Eakins further argues that, in some prosecutions pursuant to section 22.01(b)(2), the introduction of extrinsic evidence that the victim of the previous assault was a member of the defendant's family might violate the terms of a plea bargain in the previous case. We first note that there is no evidence of a plea bargain in cause number 97-02089L2 and Eakins does not contend that there was. Whether the terms of a plea bargain agreement in a family assault prosecution might preclude the use of that conviction as evidence in a subsequent prosecution pursuant to section 22.01(b)(2) is not the question before us.[4] That the State might bargain away its right to offer extrinsic evidence of a previous family assault in a particular case is no reason to construe article 42.013 so as to exclude extrinsic evidence of previous family assaults in every prosecution pursuant to section 22.01(b)(2).
It is certainly the better practice for trial courts to make and enter the required family violence finding in appropriate cases. Compliance with article 42.013 avoids the need for extrinsic evidence and the possible complications attendant to its introduction. We hold, however, that in a prosecution pursuant to section 22.01(b)(2), the absence of an article 42.013 affirmative finding in a judgment of conviction for a previous assault does not in itself preclude the introduction of extrinsic evidence that the previous assault was committed against a family member. The district court's suppression order is reversed and the cause is remanded for further proceedings.
NOTES
[1] The judgment in cause number 97-02089L2 recites that Eakins was convicted in 1997 of "assault causes bodily injury-DV." Although the designation "DV" suggests that the assault involved domestic violence, the judgment does not contain a separate and specific affirmative finding to that effect. See Ex parte Hughes, 739 S.W.2d 869, 871 (Tex.Crim.App. 1987) (construing what is now Tex.Code Crim. Proc. Ann. art. 42.12, § 3g(a)(2) (West Supp.2002)).
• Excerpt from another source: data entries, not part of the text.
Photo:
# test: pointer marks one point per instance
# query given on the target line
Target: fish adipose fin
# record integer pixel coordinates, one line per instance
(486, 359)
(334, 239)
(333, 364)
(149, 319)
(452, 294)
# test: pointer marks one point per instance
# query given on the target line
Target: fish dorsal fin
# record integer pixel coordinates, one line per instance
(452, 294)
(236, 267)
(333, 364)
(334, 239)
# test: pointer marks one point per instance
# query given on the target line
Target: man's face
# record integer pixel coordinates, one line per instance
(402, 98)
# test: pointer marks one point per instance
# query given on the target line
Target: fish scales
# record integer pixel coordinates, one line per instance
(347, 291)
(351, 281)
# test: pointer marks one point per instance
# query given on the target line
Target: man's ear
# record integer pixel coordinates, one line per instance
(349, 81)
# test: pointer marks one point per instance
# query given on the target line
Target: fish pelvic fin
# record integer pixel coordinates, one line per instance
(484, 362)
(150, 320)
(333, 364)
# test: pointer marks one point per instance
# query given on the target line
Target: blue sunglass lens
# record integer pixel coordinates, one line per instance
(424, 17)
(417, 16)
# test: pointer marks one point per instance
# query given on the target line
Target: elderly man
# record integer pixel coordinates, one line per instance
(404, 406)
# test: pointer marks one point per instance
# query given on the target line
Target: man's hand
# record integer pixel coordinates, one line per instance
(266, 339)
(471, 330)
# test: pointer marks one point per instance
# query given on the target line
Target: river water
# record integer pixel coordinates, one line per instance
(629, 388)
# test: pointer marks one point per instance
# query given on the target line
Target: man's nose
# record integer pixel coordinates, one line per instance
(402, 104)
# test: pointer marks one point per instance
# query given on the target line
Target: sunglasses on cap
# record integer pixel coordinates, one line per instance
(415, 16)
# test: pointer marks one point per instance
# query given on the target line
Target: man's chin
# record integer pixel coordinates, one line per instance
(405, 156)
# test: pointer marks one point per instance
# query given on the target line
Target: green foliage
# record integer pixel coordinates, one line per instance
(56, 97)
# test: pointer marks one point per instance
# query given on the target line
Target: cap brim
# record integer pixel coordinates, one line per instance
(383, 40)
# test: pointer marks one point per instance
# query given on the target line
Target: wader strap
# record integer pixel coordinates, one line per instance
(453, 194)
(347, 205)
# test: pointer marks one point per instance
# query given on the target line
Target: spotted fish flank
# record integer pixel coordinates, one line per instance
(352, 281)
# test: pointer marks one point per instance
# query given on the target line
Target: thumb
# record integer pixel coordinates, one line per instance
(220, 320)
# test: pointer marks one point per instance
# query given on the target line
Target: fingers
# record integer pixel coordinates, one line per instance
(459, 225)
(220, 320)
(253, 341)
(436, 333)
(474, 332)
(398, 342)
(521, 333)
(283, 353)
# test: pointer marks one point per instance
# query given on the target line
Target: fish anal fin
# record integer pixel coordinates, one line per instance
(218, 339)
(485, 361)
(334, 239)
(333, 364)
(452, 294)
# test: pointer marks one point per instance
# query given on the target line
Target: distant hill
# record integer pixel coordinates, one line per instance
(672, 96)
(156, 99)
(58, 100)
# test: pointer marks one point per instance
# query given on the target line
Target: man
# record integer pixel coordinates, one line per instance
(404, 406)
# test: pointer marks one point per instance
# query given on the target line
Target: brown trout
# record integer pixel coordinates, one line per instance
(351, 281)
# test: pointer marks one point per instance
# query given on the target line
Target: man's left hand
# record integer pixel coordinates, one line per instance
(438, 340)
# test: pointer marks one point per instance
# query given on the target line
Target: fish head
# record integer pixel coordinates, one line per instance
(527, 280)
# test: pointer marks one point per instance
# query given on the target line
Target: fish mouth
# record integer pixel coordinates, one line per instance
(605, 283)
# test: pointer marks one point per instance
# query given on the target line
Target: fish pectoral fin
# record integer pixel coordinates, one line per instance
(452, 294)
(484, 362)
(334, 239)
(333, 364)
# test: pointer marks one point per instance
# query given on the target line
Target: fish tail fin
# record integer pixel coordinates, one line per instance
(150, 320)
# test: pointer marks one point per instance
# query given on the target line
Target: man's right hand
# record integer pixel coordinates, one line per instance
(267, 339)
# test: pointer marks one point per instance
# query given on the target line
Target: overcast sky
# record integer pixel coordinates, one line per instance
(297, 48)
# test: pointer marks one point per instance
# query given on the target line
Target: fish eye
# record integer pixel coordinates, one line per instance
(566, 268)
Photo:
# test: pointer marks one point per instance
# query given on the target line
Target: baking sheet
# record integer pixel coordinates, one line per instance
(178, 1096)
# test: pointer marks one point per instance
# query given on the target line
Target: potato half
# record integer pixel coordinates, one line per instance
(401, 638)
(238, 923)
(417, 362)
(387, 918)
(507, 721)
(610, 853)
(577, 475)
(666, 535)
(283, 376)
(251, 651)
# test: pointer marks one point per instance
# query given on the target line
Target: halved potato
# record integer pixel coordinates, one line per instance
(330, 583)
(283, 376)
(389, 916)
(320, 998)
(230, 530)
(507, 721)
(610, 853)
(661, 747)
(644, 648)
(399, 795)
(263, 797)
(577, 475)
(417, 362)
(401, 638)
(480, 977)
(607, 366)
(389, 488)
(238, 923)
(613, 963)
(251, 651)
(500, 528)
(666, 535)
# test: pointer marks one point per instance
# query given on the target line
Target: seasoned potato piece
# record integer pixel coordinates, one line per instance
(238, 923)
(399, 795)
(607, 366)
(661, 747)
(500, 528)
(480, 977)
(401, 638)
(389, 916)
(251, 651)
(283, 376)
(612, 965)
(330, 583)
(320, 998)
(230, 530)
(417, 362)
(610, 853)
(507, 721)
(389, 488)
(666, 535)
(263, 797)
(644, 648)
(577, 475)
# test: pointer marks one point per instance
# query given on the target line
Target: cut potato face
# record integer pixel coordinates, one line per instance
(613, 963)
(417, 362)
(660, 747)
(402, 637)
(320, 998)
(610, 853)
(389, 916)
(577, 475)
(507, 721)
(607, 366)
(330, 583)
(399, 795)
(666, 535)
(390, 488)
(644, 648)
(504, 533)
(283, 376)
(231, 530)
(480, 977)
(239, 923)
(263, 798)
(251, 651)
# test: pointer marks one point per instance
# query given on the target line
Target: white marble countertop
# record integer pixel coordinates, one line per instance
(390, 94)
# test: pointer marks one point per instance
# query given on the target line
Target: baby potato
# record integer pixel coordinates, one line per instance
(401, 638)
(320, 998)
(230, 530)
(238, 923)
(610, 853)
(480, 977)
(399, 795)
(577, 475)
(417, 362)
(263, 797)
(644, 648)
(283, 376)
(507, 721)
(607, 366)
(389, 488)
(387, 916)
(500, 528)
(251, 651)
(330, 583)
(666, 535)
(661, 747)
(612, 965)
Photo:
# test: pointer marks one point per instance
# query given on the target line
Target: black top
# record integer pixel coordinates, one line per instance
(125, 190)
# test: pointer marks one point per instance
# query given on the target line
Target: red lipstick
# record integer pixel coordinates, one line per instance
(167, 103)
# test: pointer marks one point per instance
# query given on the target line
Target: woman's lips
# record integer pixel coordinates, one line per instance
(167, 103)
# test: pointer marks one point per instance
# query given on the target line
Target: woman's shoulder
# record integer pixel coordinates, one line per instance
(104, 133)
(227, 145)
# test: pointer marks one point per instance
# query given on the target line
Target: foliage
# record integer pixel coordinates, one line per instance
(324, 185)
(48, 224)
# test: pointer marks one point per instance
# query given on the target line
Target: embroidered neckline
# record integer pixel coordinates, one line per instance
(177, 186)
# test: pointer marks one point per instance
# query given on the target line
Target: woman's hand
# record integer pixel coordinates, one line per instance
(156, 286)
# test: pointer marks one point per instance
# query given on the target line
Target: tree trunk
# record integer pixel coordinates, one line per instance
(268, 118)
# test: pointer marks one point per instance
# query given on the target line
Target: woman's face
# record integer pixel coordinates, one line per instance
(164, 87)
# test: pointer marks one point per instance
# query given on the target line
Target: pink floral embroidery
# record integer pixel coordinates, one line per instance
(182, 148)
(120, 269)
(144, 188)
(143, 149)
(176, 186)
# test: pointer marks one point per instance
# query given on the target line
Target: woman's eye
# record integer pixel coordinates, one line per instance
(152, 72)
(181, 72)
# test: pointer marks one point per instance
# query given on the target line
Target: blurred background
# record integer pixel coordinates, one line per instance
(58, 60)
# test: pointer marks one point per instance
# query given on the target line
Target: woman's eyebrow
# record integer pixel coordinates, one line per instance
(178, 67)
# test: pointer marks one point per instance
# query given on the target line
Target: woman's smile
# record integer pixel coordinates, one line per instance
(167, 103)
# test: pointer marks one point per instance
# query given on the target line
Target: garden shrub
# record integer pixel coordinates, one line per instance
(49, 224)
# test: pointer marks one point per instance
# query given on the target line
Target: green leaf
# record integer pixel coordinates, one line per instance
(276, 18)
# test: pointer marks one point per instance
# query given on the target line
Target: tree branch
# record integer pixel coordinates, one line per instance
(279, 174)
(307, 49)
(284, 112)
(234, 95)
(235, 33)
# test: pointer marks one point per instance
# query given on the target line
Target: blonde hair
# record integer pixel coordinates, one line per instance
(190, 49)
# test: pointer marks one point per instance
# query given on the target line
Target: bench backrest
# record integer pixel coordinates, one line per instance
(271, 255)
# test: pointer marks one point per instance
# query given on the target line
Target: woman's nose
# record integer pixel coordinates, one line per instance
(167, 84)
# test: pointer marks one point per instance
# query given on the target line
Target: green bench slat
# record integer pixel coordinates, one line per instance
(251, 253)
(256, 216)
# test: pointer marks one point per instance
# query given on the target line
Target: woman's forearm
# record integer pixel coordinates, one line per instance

[2] The court ruled, however, that the State would be permitted to introduce the extrinsic evidence at the punishment stage. See Tex. Code Crim. Proc. Ann. art. 37.07, § 3(a)(1) (West Supp.2002).
[3] This reasoning is inconsistent with the court's ruling that the State would be permitted to offer the extrinsic evidence at the punishment stage.
[4] For that reason, we express no opinion as to whether an agreement not to seek a family violence finding in a prosecution for assaulting a family member constitutes an agreement not to prosecute the defendant pursuant to section 22.01(b)(2) should he later commit another assault against a family member.